Tonight's Big Idea
Working code is not the same as a working system.
If you haven't tested your system as a user, your system is not ready.
1 Tonight's Schedule (60 min)
This is the condensed version of the full 3-hour W33D4 plan. The capstone build block continues outside of class — finish your testing work before W34.
0:00–0:08
Hook + Quick Concept (8 min)
Working code vs. working system. Three flavors of testing: unit, integration, end-to-end. Where each one catches a different class of bug.
0:08–0:25
Concrete Experience: Try to Break Your System (17 min)
Open your capstone. Use it as a user. Empty input, repeated queries, weird formats, ambiguous questions. Log everything that breaks in week33_testing/observations.md. Use the Break-It Lab as your prompt list.
0:25–0:32
Reflection: What Broke? (7 min)
One team at a time, 60 seconds each: where did your system fail, and was the failure in a component or in how the components talked to each other?
0:32–0:42
Mini Lab: Define 5 Test Cases (10 min)
Using the Test Case Builder, write down exactly 5: one normal query, one repeated query, one invalid input, one missing data case, one edge case. Save as week33_testing/test_cases.md.
0:42–0:55
Execute + Fix One (13 min)
Run your 5 test cases end-to-end. Pick the single most critical failure and fix it. Document the rest in edge_cases.md to handle after class.
0:55–1:00
Wrap + Handoff to W34 (5 min)
Key insight, what to finish before next session (performance testing), and a 30-second exit-ticket.

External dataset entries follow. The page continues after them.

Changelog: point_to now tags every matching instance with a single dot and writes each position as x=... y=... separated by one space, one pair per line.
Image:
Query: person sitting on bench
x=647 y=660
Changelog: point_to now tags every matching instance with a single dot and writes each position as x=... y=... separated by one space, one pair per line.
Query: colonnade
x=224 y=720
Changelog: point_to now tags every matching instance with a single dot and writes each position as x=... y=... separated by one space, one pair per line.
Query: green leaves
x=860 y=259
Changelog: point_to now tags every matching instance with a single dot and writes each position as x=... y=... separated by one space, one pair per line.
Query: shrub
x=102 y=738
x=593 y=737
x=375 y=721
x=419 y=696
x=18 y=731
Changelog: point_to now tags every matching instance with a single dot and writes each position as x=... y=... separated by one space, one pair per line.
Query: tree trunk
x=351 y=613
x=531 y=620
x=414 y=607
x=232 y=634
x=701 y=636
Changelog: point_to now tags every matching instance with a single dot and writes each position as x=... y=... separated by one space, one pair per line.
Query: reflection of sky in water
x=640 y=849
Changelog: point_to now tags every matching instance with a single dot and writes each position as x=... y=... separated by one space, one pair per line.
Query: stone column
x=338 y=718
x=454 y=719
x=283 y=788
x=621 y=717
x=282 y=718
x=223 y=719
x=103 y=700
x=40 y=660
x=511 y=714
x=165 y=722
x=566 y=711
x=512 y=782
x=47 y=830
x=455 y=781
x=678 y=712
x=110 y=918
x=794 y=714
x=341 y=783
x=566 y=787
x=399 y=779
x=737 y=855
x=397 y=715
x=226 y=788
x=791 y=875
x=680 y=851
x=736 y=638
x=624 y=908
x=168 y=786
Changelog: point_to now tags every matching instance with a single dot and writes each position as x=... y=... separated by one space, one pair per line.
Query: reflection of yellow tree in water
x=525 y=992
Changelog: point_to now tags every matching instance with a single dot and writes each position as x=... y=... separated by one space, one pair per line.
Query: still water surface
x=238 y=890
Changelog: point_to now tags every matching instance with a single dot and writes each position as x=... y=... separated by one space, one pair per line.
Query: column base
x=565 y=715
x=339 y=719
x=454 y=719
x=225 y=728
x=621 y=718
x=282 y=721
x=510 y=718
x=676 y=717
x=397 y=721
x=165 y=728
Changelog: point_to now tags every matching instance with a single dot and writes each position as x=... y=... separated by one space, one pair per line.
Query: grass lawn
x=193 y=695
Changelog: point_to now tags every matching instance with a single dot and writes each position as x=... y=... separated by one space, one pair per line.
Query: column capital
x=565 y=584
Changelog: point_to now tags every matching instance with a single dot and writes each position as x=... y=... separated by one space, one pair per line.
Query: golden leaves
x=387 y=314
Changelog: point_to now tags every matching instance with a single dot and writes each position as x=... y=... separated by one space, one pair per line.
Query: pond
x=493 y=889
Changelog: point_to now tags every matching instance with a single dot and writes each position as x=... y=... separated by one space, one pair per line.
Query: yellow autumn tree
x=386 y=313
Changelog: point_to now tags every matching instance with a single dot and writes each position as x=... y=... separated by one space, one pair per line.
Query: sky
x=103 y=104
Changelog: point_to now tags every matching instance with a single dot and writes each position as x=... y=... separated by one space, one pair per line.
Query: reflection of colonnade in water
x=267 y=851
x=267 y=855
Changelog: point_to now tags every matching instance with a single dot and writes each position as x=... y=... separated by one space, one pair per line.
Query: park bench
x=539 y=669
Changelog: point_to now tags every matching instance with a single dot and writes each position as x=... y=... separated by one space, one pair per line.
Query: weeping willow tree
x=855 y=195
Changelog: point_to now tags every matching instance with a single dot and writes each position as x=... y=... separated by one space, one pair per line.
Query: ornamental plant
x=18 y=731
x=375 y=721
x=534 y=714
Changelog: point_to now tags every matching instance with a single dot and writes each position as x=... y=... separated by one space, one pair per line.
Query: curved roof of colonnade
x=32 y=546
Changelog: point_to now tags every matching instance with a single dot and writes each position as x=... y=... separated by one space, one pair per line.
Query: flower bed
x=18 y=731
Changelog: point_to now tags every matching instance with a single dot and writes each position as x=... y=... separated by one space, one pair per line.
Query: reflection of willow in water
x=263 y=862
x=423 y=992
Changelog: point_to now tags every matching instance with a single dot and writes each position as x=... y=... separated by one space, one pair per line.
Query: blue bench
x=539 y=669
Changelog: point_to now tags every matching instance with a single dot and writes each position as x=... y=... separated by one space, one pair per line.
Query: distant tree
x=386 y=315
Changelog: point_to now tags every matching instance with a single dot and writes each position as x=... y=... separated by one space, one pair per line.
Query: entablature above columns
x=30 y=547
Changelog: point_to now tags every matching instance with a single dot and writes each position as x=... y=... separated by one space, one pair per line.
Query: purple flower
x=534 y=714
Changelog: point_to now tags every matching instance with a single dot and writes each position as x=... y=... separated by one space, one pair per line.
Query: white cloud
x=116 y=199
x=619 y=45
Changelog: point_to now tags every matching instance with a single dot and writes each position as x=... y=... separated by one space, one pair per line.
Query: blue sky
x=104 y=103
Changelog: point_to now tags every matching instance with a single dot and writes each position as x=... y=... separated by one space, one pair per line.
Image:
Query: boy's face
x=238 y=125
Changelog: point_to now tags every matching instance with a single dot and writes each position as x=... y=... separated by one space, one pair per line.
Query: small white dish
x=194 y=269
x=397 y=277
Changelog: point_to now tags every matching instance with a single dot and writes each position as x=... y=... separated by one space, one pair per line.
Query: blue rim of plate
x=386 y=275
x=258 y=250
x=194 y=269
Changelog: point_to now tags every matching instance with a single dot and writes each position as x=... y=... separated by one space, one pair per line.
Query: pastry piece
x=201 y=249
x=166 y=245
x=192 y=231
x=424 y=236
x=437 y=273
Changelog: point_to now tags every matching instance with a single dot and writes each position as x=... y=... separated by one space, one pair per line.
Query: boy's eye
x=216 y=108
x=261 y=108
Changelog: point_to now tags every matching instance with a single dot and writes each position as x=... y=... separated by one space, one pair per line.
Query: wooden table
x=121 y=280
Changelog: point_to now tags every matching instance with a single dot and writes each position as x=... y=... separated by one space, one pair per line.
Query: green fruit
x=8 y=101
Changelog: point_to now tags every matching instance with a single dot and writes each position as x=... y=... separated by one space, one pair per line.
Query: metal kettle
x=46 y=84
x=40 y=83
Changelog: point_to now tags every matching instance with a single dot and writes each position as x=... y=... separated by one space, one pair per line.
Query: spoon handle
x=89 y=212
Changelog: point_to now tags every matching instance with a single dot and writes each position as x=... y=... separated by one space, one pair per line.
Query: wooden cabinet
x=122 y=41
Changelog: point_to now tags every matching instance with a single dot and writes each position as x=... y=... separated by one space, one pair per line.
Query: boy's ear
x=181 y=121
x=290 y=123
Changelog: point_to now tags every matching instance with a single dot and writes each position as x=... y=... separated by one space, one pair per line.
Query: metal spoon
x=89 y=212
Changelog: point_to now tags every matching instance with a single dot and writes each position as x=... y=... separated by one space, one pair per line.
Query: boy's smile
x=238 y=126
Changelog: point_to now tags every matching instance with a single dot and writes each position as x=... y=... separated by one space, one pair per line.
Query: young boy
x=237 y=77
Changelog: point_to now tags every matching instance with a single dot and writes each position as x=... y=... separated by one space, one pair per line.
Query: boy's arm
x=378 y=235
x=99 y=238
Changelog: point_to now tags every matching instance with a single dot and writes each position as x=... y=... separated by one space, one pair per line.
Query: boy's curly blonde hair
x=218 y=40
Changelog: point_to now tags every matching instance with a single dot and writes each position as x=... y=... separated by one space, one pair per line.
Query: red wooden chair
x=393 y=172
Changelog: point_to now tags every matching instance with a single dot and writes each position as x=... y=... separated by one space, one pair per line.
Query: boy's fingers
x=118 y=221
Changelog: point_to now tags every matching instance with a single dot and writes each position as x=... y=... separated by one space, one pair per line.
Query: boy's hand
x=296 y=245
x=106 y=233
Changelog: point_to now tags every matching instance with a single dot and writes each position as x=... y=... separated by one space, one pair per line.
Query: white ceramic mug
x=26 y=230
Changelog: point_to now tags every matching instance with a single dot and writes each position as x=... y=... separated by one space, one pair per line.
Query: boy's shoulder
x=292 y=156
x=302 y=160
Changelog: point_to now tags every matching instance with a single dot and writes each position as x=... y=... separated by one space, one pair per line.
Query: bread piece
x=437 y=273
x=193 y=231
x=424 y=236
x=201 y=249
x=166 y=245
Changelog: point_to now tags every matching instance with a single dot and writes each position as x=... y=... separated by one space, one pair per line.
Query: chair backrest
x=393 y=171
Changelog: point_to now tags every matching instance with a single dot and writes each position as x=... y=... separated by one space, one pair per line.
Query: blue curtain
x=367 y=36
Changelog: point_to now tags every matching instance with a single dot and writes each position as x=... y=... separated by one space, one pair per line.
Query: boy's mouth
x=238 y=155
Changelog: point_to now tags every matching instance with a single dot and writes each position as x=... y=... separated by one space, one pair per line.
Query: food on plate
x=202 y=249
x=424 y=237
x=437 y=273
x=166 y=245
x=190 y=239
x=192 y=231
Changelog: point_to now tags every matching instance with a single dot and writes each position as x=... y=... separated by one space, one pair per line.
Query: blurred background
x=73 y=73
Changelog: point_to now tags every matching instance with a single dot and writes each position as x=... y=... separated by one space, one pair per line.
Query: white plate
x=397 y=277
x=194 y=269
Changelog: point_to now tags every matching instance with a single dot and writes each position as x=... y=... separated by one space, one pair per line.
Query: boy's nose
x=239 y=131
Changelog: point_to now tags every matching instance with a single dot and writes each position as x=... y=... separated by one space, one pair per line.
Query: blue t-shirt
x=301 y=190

2 The Three Flavors of Testing
Each test type catches a different kind of bug. Tonight's focus is the middle and right columns — most capstones already have some of the left.
Unit
scope: one function
Does this function return the right thing given a specific input? Catches local logic bugs.
Integration
scope: components together
Does the API actually call the model? Does the model's output get parsed correctly downstream? Catches contract mismatches.
End-to-End
scope: full user journey
Can a user go from typing a question to getting a usable answer? Catches the things that only show up when the whole thing runs together.
Key distinction
If each component works individually but fails when combined, the problem is integration, not the components. That's the bug class most capstones still have.
3 Learning Objectives
Primary
- Test your system as a complete user workflow
- Identify failures in how components interact
- Define and execute end-to-end test cases
- Identify and document edge cases
- Improve system reliability before demo
Secondary
- Shift from component thinking to system thinking
- Understand how real users interact with systems
- Prioritize fixes based on user impact
4 Key Terms
Integration Testing — components working together
End-to-End Testing — full user journey
Edge Case — unusual or unexpected input
Happy Path — the ideal scenario
Test Case — a defined scenario for testing
System Reliability — consistent correctness under expected + unexpected conditions
5 Required Deliverables
Create a week33_testing/ folder in your capstone repo with:
Files to commit before W34
observations.md — what broke when you tried to break it
test_cases.md — your 5 defined test scenarios
e2e_tests.md — step-by-step user journeys
edge_cases.md — edge cases tested and outcomes
Success criteria
- Full system works from input to output
- Major failures identified and the most critical one addressed
- Edge cases documented (even if not all fixed yet)
- System behaves consistently across the 5 test cases
6 Pre-Class Resources
Skim if you didn't get to these before class — they map directly to the concepts we use tonight.
Instructor Framing
Users will not interact with your system perfectly. They will test its limits. Reliability matters more than feature count.